Hollywood blames the Republicans for shutting down the government.

Then, after a week or so, the typical American voter turns from reality TV to the news and hears about a government shut down.  He says: "What, Yellowstone is closed?  I can't take my kids to the Smithsonian?  Stupid Republican bastards!"

And the GOP gets swept out of office, Democrats reclaim both houses, and the march of socialism goes on.
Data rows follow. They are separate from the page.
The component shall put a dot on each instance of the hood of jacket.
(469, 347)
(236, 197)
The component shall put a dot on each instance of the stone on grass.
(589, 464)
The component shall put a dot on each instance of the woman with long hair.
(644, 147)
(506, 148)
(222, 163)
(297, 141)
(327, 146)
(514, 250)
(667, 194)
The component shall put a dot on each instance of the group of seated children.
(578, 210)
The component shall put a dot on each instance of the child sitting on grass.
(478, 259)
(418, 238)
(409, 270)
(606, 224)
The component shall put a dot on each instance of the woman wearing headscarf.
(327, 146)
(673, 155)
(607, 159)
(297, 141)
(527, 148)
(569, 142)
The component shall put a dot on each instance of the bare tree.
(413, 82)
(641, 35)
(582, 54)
What you and Skull and so many arch-conservatives want is for the GOP to adopt a policy of ultimate political suicide that will push the leftist agenda even faster than it is currently moving.  That's why so many candidates, after promising to kill Obamacare, amnesty, etc. etc. etc., and REALLY meaning it when they say it, get to Washington and learn how the real world works, and SHIFT POLICY, winning small victories when they can get them and trying to back candidates who have a realistic chance of winning, until  such a time as we can get a Republican President and Congress back in office and effect some real change.

That's how we got the deficit reduced by half a trillion dollars in the last six years, and it's how we got the 40 year ban on U.S. oil exports lifted, and a dozen other small, incremental victories that were ignored by angry conservative masses because OBAMA'S STILL PRESIDENT! OBAMACARE IS STILL LEGAL!  THERE IS STILL ILLEGAL IMMIGRATION!

Politics, in the end, is the art of the POSSIBLE.  Not the realm of make-believe.  This country is never going to return to a pre-1930's, unregulated, laissez-faire capitalist system, and we're never going to go back to the day when the government didn't have some form of social welfare.  So people need to quit with the pipe dreams and focus on realistic, obtainable goals.

Or witness the final death of American conservatism, at the hands of its most diehard proponents.
"I shall smite you in the nostrils with a rod of iron, and wax your spleen with Efferdent!!"

Trevor

Quote from: Rev. Powell on June 25, 2016, 03:23:49 PM
Quote from: RCMerchant on June 24, 2016, 08:15:41 PM
Yeah-I do mean. I aint never been "married" by law my whole life.

I am glad I didn't miss your ceremony, I would travel far to attend your bachelor party.  :drink: :cheers:

Same here: that would have been one heck of a party.  :cheers:
We shall meet in the place where there is no darkness.